The researchers used the National Survey on Drug Use and Health, an annual survey of approximately 70,000 individuals aged 12 years and older, from 2004 to 2014, to investigate the association between living in a state with medical marijuana laws and individual-level opioid use and prescription opioid use disorder among nonmedical prescription opioid users. They also analyzed whether these outcomes varied by age and racial or ethnic groups.

The results differed from earlier studies that found decreases in nonmedical opioid use, opioid prescribing and opioid overdoses post-medical marijuana law enactment. There are a number of potential reasons for this finding, according to the researchers.

“Other studies that found an inverse association between medical marijuana enactment and opioid-outcomes did not measure opioid-outcomes for individuals,” observed Silvia Martins, MD, PhD, associate professor of epidemiology, and senior author. The hypothesis generated from these studies is that after medical marijuana law enactment, health care professionals would be more likely to prescribe medical marijuana instead of opioid medications, this, in turn, would reduce the chance of individuals to misuse prescription opioids and develop consequences. We tested this relationship and found no evidence that the passage of medical marijuana laws—even in states with dispensaries—was associated with a decrease in individual opioid use of prescription opioids for nonmedical purposes.”

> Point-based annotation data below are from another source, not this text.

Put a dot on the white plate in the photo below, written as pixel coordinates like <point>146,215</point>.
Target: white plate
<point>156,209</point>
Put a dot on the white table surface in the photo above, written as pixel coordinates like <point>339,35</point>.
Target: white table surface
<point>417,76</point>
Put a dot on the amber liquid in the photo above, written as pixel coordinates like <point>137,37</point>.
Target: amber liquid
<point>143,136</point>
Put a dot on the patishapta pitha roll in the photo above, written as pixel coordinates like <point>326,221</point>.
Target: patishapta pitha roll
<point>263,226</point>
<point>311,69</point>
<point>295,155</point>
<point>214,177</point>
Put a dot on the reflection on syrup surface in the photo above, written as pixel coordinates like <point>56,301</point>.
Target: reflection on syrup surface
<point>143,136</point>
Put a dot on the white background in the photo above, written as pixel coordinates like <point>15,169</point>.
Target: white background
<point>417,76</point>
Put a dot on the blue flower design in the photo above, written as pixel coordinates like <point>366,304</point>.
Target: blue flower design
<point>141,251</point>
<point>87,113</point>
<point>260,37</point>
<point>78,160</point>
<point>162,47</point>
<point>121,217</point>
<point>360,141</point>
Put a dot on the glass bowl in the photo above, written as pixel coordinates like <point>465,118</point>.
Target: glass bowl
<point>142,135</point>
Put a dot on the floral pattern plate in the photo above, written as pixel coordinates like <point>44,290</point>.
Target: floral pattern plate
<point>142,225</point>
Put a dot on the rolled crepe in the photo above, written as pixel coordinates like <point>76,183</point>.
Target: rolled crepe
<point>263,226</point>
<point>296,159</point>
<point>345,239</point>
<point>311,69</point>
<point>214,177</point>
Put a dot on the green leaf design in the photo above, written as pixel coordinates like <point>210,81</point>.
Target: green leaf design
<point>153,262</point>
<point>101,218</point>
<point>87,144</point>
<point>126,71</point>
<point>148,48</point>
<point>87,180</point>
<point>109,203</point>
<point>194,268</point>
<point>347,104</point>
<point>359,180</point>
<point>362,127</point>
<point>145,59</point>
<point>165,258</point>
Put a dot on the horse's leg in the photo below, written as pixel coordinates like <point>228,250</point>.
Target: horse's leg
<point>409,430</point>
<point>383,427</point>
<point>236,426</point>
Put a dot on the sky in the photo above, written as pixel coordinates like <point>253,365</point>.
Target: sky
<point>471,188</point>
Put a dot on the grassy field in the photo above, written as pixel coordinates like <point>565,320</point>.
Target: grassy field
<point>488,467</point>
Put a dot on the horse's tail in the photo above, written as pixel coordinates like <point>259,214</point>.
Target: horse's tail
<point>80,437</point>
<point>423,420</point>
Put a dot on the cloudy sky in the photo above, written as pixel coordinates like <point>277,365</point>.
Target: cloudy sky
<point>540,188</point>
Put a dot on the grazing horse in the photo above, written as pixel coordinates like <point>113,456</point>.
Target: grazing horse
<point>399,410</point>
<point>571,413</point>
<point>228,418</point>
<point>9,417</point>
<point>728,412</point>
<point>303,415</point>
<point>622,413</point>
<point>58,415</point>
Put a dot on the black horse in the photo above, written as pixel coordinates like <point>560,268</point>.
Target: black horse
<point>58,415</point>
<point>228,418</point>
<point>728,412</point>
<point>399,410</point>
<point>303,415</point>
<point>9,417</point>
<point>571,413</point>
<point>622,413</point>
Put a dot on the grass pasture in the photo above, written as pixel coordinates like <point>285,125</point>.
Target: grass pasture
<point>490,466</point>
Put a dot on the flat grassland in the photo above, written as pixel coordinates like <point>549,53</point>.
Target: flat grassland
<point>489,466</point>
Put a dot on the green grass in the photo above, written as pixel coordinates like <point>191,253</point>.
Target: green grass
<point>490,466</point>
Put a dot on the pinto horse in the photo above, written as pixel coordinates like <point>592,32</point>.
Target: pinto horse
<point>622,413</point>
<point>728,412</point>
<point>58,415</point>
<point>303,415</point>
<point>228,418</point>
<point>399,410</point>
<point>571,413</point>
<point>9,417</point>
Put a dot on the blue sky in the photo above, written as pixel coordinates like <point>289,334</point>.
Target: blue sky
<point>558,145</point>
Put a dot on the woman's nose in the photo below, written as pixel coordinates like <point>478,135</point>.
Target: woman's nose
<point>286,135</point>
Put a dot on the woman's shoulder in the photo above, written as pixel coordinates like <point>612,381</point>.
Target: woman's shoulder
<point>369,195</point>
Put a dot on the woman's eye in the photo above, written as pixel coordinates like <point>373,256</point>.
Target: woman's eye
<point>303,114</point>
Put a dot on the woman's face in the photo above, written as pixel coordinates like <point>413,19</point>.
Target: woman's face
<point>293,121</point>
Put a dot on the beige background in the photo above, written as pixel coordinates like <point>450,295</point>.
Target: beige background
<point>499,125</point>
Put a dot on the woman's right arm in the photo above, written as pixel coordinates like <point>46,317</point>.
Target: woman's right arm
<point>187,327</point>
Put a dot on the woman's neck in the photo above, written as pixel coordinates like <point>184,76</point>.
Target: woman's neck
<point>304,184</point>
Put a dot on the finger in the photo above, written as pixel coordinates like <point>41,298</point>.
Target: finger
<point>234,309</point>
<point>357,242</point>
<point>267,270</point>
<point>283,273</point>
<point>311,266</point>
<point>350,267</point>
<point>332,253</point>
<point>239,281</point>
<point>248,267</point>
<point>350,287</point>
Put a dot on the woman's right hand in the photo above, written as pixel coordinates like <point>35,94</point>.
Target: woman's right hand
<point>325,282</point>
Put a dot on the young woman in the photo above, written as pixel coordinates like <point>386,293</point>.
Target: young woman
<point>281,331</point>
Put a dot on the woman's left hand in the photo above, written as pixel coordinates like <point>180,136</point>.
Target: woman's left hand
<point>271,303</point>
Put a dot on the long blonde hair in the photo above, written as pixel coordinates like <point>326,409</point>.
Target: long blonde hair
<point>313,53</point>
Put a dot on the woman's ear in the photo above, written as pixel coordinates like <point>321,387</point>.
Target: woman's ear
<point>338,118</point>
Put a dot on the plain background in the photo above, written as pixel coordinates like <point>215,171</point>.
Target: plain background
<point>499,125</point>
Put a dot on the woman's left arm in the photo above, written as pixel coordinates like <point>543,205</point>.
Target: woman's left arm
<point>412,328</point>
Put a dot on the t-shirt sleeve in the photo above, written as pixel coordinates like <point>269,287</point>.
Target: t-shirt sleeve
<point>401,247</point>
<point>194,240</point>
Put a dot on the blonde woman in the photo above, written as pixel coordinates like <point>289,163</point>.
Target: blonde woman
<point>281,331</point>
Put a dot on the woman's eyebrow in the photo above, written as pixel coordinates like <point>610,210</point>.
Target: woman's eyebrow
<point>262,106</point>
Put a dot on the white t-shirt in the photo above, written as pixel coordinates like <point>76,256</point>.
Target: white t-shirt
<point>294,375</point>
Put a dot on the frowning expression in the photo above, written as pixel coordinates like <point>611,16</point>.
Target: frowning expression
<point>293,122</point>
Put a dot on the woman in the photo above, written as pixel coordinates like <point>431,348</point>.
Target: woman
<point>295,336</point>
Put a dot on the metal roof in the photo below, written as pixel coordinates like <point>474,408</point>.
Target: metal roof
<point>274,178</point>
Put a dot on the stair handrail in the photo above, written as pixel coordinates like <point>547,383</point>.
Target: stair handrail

“Our findings may suggest that medical marijuana policies could be insufficient to reduce individual-level opioid outcomes and that opioid-specific approaches and policy interventions such as prescription drug monitoring programs, and laws on prescribing practices are needed,” said Martins.

Co-authors are Christine Mauro, Natalie Levy, Nicole Khauli, Morgan Philbin, and Pia Mauro, all of Columbia Mailman School.

The study was supported by National Institute on Drug Abuse (DA039804A, DA045224, DA037866).